8

12.7K 901 10
                                    


Terjaga

Regan menatap langit - langit kamar samar. Ia mengedarkan pandangan sekitar. Semua tampak berwarna ungu.

Tunggu. Dia dimana ?

" Ssshhh " Regan meringis karena kepalanya terasa sangat pening.

Pintu kamar terbuka, menampilkan Reina dengan celana jeans seetengah paha dan kaos berwarna merah muda.

" Minum dulu " Gadis berkucir kuda itu menyodorkan segelas air lemon kepada Regan. Regan tidak paham, tapi dia menerima minuman itu kemudian menegaknya rakus, seolah inilah air yang tersisa di dunia ini.

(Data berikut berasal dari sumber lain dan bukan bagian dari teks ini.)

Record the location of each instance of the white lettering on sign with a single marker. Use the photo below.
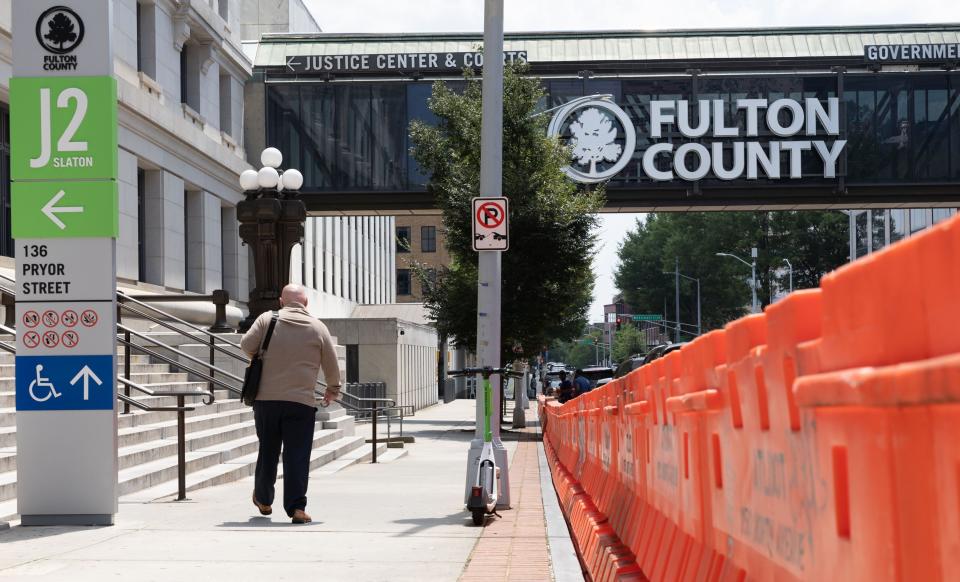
(59, 269)
(65, 143)
(905, 53)
(784, 118)
(491, 224)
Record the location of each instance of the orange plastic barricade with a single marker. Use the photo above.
(819, 440)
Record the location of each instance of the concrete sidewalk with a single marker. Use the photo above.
(402, 520)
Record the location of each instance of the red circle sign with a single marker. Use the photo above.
(31, 339)
(69, 318)
(31, 319)
(51, 318)
(490, 215)
(69, 338)
(89, 318)
(51, 339)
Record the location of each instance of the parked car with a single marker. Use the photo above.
(628, 365)
(597, 373)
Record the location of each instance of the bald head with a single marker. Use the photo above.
(293, 293)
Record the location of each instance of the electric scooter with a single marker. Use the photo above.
(486, 490)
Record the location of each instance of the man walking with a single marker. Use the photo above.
(285, 409)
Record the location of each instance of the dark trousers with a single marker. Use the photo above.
(290, 425)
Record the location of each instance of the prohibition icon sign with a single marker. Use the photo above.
(31, 319)
(490, 215)
(31, 339)
(89, 318)
(69, 338)
(69, 318)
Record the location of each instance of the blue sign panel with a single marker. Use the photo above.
(65, 382)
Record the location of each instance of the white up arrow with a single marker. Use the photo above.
(51, 209)
(87, 374)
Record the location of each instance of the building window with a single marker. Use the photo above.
(184, 90)
(6, 238)
(226, 109)
(919, 219)
(403, 239)
(139, 37)
(190, 77)
(428, 239)
(898, 225)
(403, 281)
(353, 363)
(141, 224)
(942, 214)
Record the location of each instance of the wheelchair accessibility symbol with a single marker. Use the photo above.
(42, 383)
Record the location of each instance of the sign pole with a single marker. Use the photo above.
(489, 277)
(63, 112)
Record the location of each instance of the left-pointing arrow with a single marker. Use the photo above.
(86, 374)
(51, 209)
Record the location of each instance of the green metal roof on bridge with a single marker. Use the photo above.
(546, 47)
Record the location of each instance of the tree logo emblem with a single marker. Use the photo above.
(590, 125)
(59, 30)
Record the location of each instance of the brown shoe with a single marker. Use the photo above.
(264, 509)
(300, 516)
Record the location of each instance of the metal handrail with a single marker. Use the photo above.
(148, 312)
(123, 299)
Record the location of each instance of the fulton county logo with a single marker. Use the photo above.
(59, 30)
(756, 139)
(594, 125)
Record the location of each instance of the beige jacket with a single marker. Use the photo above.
(300, 346)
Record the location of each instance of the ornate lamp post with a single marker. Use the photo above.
(271, 222)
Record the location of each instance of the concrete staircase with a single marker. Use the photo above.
(221, 439)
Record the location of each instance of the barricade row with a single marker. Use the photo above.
(819, 440)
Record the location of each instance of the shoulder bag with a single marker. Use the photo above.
(251, 378)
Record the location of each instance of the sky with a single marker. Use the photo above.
(559, 15)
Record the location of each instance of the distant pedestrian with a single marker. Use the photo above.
(581, 383)
(566, 388)
(285, 408)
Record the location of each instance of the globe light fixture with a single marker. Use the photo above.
(292, 179)
(268, 177)
(271, 158)
(249, 180)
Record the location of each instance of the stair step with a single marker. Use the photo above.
(359, 454)
(239, 468)
(392, 455)
(168, 428)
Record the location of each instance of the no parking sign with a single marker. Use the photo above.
(491, 224)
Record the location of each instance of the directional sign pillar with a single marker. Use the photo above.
(63, 112)
(489, 269)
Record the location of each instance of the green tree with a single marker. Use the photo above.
(814, 242)
(628, 341)
(547, 279)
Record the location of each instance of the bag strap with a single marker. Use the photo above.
(265, 343)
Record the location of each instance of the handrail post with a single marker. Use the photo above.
(9, 314)
(213, 342)
(373, 405)
(220, 299)
(181, 449)
(126, 370)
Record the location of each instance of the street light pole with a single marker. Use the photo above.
(489, 262)
(676, 298)
(271, 223)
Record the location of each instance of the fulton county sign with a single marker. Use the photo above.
(794, 132)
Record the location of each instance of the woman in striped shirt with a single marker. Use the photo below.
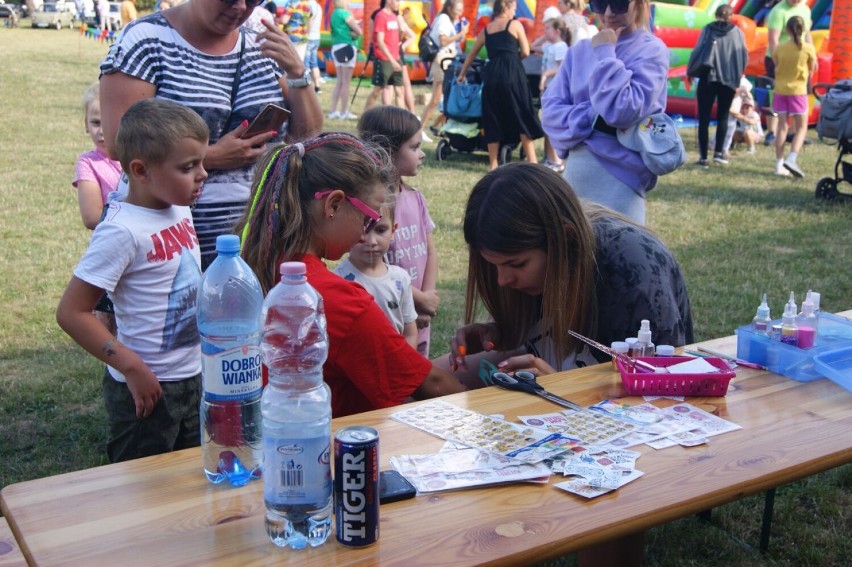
(199, 55)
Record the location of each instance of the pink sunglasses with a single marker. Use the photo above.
(371, 217)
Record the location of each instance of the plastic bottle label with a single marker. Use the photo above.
(297, 471)
(233, 374)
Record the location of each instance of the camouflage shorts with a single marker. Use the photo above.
(173, 424)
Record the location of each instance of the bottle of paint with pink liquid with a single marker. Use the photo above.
(807, 324)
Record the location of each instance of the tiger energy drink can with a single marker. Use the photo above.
(356, 486)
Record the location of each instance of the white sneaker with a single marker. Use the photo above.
(793, 168)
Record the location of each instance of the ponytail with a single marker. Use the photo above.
(795, 29)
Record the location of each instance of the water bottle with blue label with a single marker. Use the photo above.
(229, 306)
(296, 406)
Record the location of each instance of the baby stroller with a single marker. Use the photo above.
(835, 122)
(463, 131)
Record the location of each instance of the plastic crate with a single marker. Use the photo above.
(836, 365)
(833, 332)
(647, 384)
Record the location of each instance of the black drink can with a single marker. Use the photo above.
(356, 486)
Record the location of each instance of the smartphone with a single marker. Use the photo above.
(394, 487)
(270, 118)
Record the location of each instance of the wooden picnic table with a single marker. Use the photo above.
(162, 511)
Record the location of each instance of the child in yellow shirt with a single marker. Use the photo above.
(794, 61)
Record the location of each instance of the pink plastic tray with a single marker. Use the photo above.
(646, 384)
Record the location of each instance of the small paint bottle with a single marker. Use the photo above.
(619, 347)
(644, 346)
(789, 330)
(762, 322)
(665, 350)
(807, 324)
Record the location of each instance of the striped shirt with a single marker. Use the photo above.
(150, 49)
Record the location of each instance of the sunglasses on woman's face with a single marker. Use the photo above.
(371, 217)
(615, 6)
(250, 4)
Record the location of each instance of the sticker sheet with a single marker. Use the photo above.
(593, 428)
(453, 423)
(463, 467)
(597, 470)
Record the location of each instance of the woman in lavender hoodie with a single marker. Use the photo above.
(613, 80)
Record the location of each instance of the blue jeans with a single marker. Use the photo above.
(311, 54)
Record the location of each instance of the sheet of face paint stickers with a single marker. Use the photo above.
(453, 423)
(592, 428)
(458, 466)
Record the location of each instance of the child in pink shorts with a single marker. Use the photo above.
(794, 61)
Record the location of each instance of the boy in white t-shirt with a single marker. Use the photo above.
(145, 255)
(390, 285)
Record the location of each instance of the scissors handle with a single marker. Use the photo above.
(525, 382)
(559, 400)
(515, 383)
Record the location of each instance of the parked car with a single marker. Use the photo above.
(55, 15)
(10, 10)
(113, 20)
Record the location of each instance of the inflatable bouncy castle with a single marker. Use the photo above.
(675, 22)
(418, 15)
(679, 26)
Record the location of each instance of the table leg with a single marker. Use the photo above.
(766, 523)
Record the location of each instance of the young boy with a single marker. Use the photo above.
(390, 285)
(145, 255)
(748, 128)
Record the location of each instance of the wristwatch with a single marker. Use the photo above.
(301, 82)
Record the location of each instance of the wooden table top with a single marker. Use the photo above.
(162, 511)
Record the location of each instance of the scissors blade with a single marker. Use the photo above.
(558, 400)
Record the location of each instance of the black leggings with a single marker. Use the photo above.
(706, 94)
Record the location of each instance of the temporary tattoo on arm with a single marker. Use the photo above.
(109, 347)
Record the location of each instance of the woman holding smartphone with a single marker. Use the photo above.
(614, 80)
(198, 54)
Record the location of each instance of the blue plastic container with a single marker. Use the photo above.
(836, 365)
(797, 363)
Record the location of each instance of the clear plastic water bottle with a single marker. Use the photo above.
(229, 305)
(296, 407)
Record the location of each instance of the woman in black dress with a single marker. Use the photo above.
(507, 108)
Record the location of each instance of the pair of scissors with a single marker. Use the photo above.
(524, 381)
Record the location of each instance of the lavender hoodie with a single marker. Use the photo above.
(624, 83)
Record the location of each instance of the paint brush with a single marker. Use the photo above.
(638, 365)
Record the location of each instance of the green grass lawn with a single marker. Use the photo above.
(738, 231)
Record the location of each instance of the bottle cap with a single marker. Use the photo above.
(228, 244)
(763, 308)
(791, 304)
(645, 331)
(620, 346)
(293, 268)
(814, 297)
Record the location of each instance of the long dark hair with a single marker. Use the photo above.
(520, 207)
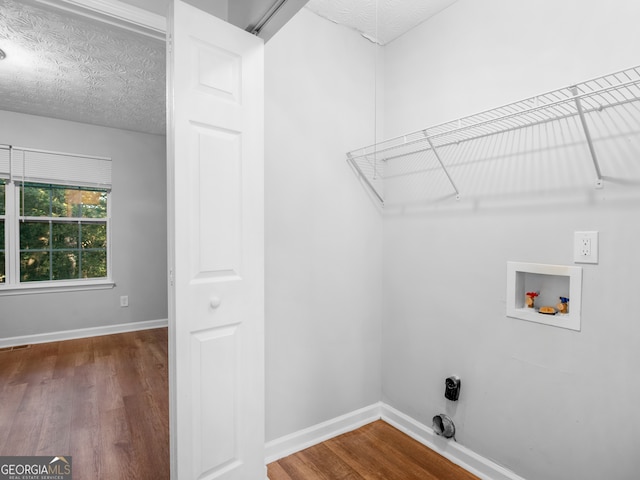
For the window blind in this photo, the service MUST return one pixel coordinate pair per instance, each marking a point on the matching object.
(5, 155)
(39, 166)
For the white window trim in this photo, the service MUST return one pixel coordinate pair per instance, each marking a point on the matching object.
(12, 285)
(56, 286)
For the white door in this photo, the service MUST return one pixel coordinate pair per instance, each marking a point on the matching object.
(216, 248)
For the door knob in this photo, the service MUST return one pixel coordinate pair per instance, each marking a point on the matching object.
(215, 302)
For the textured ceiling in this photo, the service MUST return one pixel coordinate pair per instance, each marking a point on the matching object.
(65, 66)
(381, 21)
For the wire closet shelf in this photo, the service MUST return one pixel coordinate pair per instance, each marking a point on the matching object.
(614, 90)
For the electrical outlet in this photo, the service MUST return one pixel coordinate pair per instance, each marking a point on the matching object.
(585, 247)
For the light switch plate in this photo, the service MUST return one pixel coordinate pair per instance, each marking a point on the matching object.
(585, 247)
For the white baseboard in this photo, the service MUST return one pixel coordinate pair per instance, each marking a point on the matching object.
(82, 333)
(297, 441)
(458, 454)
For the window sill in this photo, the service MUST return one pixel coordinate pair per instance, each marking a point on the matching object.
(56, 287)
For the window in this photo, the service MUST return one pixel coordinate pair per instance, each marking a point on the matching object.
(2, 217)
(54, 210)
(63, 233)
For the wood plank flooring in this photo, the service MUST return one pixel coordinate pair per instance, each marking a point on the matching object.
(102, 400)
(375, 451)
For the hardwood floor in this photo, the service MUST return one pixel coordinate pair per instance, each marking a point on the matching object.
(375, 451)
(101, 400)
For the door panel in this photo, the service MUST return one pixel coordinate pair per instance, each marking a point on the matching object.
(216, 297)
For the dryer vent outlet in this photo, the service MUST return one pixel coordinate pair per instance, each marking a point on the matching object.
(443, 426)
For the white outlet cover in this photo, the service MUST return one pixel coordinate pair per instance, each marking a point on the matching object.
(578, 244)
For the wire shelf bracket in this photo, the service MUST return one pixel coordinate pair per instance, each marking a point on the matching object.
(587, 134)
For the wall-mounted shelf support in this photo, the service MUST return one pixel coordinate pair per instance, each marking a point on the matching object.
(355, 165)
(587, 134)
(444, 168)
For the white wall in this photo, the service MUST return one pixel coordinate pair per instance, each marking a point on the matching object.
(323, 233)
(548, 403)
(138, 228)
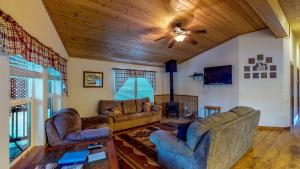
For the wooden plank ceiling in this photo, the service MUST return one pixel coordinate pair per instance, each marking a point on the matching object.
(125, 30)
(291, 9)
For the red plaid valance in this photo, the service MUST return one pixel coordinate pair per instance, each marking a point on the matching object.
(121, 75)
(15, 40)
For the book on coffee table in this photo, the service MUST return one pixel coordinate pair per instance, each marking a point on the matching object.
(73, 157)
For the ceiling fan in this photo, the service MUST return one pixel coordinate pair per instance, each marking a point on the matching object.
(180, 34)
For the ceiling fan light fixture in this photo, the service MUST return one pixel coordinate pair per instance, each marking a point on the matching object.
(180, 38)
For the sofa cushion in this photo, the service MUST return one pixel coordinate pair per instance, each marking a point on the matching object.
(129, 117)
(89, 134)
(117, 111)
(129, 106)
(67, 121)
(140, 102)
(151, 113)
(198, 129)
(105, 105)
(146, 107)
(97, 126)
(242, 110)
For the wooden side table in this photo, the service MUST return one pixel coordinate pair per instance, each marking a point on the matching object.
(209, 108)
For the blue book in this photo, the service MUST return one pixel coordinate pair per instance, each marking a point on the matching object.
(73, 157)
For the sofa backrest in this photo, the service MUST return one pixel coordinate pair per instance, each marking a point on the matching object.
(222, 146)
(198, 129)
(105, 105)
(67, 121)
(125, 106)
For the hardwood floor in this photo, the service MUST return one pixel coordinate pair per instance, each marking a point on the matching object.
(272, 149)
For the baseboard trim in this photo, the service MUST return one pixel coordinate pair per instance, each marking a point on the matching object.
(272, 128)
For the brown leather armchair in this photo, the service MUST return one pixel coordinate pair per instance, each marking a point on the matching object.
(67, 127)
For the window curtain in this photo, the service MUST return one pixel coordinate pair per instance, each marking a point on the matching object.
(14, 40)
(121, 75)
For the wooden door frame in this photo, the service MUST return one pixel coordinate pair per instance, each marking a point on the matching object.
(292, 104)
(298, 91)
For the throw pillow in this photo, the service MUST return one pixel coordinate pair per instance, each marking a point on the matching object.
(129, 106)
(146, 107)
(182, 130)
(116, 111)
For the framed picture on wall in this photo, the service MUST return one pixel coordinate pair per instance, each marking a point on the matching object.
(251, 60)
(92, 79)
(247, 69)
(260, 57)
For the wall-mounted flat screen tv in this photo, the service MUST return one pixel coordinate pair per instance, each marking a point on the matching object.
(218, 75)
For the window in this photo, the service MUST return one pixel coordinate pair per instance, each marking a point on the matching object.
(132, 84)
(54, 91)
(21, 91)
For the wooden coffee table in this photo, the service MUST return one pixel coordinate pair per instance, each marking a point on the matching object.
(52, 156)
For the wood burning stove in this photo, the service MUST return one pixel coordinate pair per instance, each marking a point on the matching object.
(172, 107)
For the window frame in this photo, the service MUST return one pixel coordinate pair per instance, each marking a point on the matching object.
(135, 92)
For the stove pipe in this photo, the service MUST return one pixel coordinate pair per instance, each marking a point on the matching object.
(171, 67)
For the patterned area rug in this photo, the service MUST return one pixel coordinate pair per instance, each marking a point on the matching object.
(134, 149)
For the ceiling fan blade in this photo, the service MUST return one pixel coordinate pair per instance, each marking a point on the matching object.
(179, 25)
(172, 43)
(198, 31)
(163, 37)
(192, 41)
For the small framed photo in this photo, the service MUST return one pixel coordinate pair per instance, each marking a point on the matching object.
(273, 68)
(255, 75)
(264, 75)
(273, 75)
(260, 57)
(251, 61)
(246, 75)
(92, 79)
(269, 60)
(247, 69)
(254, 68)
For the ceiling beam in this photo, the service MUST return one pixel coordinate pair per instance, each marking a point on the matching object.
(271, 13)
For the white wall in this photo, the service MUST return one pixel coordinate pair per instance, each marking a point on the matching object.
(271, 96)
(85, 100)
(224, 95)
(267, 95)
(291, 55)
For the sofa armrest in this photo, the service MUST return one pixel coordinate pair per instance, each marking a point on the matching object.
(170, 143)
(111, 117)
(156, 108)
(90, 121)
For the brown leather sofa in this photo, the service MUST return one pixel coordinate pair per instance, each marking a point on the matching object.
(67, 127)
(129, 113)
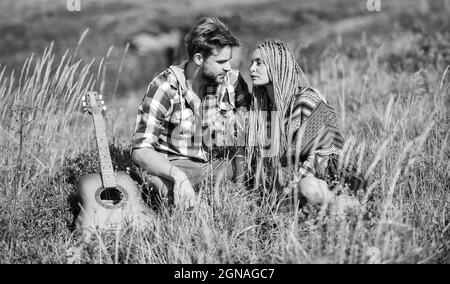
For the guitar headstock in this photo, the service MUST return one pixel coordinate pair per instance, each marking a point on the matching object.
(93, 103)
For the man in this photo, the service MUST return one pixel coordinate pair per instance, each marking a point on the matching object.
(182, 111)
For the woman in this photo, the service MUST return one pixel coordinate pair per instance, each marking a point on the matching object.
(283, 103)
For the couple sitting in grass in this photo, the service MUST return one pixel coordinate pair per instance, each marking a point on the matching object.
(185, 111)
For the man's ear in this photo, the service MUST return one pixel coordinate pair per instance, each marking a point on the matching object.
(199, 59)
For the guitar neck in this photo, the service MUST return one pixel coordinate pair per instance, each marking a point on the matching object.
(106, 167)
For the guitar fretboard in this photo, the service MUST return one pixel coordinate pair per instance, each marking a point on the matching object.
(106, 167)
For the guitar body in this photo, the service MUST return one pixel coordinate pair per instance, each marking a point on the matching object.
(111, 208)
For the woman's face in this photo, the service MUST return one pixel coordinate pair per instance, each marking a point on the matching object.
(258, 70)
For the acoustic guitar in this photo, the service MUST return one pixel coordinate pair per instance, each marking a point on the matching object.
(109, 199)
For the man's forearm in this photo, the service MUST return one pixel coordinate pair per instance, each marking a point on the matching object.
(156, 164)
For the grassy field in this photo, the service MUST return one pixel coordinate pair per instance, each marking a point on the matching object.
(386, 73)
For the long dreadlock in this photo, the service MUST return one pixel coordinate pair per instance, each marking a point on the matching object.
(287, 78)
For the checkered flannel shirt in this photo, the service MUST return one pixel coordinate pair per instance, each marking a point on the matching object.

Reina duduk di tepi ranjang sambil memperhatikan Regan.

" Gue dimana ?"

" Bumi "

" Gue lagi gak pengen becanda "

" Emang di Bumi " Jawaban Reina ini sungguh membuat Regan gondok.

" Ren ! "

" Iya...iya...tadi malem kamu dateng ke apartemen aku kaya orang mabuk gitu.... terus pingsan "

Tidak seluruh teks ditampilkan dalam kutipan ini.